A function $f \colon \integers \to \reals$ is called convex (or $L^{\#}$ convex) if for any $x \in \integers$, \[ f(x+1) + f(x-1) \ge 2 f(x), \] or, equivalently, for any $x, y \in \integers$ \[ f(x) + f(y) \ge f\Bigl(\Bigl\lfloor \frac{x+y}{2} \Bigr\rfloor\Bigr) + f\Bigl(\Bigl\lceil \frac{x+y}{2} \Bigr\rceil\Bigr).\]

It can be easily seen that $L^{\#}$ functions satisfy the following properties:

Sum of $L^{\#}$ convex functions is $L^{\#}$ convex.
Pointwise limits of $L^{\#}$ convex functions is $L^{\#}$ convex.

See Murota (1998) and Chen (2017) for more details.

Argue that the preliminary properties of convex functions established in the preliminary results also hold for discrete convex functions $f \colon Z \to \reals$.
Argue that the structure of optimal policies continue to hold, i.e., there exists a sequence $\{σ_t\}$, $s_t \in \integers$ such that the policy \[ π^*_t(s) = \begin{cases} σ_t - s, & \text{if $s \le σ_t$} \\ 0, & \text{otherwise}. \end{cases} \]

Remark: Exactly the same argument works if the state space $\{ n \Delta : n \in \integers \}$.

Exercise 7.2 (Bounded inventory level) Consider inventory management with zero ordering cost with the only difference being that there is an upper bound $\overline B$ and a lower bound $\underline B$ on the allowable value of the stock. In particular, let $W_{\max} > 0$ be the maximum value of the demand (and we assume $\underline B + W_{\max} < \overline B$), then the bounds impose a constraint \[ \underline B + W_{\max} \le S_t + A_t \le \overline B. \] Show that the optimal policy is still a base-stock policy.

Notes

Inventory management models with deterministic demand were introduced by Harris (1913). The mathematical model of inventory management considered here was originally proposed by Arrow et al. (1952). The optimality of base-stock policy was established by Bellman et al. (1955). See the notes on infinite horizon version of this model to see how to find the threshold in closed form.

A model where $\S = \reals$ but $\ALPHABET A = \integers_{\ge 0}$ is considered in Veinott (1965). It’s generalization with positive ordering cost is considered in Tsitsiklis (1984).

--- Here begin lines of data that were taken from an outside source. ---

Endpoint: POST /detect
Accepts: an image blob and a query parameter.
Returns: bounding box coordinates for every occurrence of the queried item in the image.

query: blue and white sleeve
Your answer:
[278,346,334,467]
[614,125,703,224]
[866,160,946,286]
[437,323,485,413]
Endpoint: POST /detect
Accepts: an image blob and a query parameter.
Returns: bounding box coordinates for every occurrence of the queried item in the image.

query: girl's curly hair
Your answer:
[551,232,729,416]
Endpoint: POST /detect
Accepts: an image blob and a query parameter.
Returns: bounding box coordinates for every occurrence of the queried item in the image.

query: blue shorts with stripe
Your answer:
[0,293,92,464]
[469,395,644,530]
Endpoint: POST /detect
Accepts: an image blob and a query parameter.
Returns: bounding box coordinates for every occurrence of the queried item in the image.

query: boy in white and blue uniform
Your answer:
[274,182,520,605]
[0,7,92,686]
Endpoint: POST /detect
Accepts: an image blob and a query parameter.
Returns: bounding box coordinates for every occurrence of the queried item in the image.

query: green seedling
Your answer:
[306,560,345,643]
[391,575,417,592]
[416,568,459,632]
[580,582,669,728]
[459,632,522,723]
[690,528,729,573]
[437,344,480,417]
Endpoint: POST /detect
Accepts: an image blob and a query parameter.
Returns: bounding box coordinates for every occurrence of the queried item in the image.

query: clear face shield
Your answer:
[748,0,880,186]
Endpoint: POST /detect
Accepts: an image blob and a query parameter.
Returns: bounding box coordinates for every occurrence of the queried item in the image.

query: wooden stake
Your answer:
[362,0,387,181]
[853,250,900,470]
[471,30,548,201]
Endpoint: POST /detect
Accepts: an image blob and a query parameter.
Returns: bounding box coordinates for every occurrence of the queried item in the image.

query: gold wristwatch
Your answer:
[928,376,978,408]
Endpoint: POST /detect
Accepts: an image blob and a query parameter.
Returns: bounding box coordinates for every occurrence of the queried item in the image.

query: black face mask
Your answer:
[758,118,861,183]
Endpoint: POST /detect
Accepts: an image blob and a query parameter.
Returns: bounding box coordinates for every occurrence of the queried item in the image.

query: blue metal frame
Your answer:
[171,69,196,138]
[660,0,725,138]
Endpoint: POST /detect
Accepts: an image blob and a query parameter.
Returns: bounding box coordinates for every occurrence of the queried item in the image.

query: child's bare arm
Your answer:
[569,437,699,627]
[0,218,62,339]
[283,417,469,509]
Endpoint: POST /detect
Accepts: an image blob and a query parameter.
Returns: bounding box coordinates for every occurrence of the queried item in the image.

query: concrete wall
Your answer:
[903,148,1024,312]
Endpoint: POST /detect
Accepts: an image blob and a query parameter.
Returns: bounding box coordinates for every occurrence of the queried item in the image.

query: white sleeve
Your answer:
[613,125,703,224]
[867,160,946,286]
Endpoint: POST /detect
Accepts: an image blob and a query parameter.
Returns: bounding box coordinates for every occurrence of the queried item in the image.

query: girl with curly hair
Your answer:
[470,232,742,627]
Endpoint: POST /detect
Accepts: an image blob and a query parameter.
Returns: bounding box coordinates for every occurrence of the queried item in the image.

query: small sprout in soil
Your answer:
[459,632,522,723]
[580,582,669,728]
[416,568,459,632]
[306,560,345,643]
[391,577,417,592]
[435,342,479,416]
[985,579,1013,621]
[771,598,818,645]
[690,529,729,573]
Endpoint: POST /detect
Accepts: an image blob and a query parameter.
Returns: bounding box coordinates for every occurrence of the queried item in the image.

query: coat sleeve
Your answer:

Sufficient conditions for the optimality of $(s,S)$-policies were presented in Dvoretzky et al. (1953). The notion of $K$-convexity and optimality of $(s,S)$-policies is due to Scarf (1960). An alternative proof under a different set of assumptions was provided by Veinott (1966). The proof of Lemma 7.2 is borrowed from Bertsekas (2011). The proof of Theorem 7.3 is from Scarf (1960). See Bertsekas (2011) for an alternative proof of Theorem 7.3 and generalization of Theorem 7.3 to the setting of lost sales (discussed in Exercise 4.6 of Bertsekas (2011)).

For a detailed overview of inventory management, see Zipkin (2000).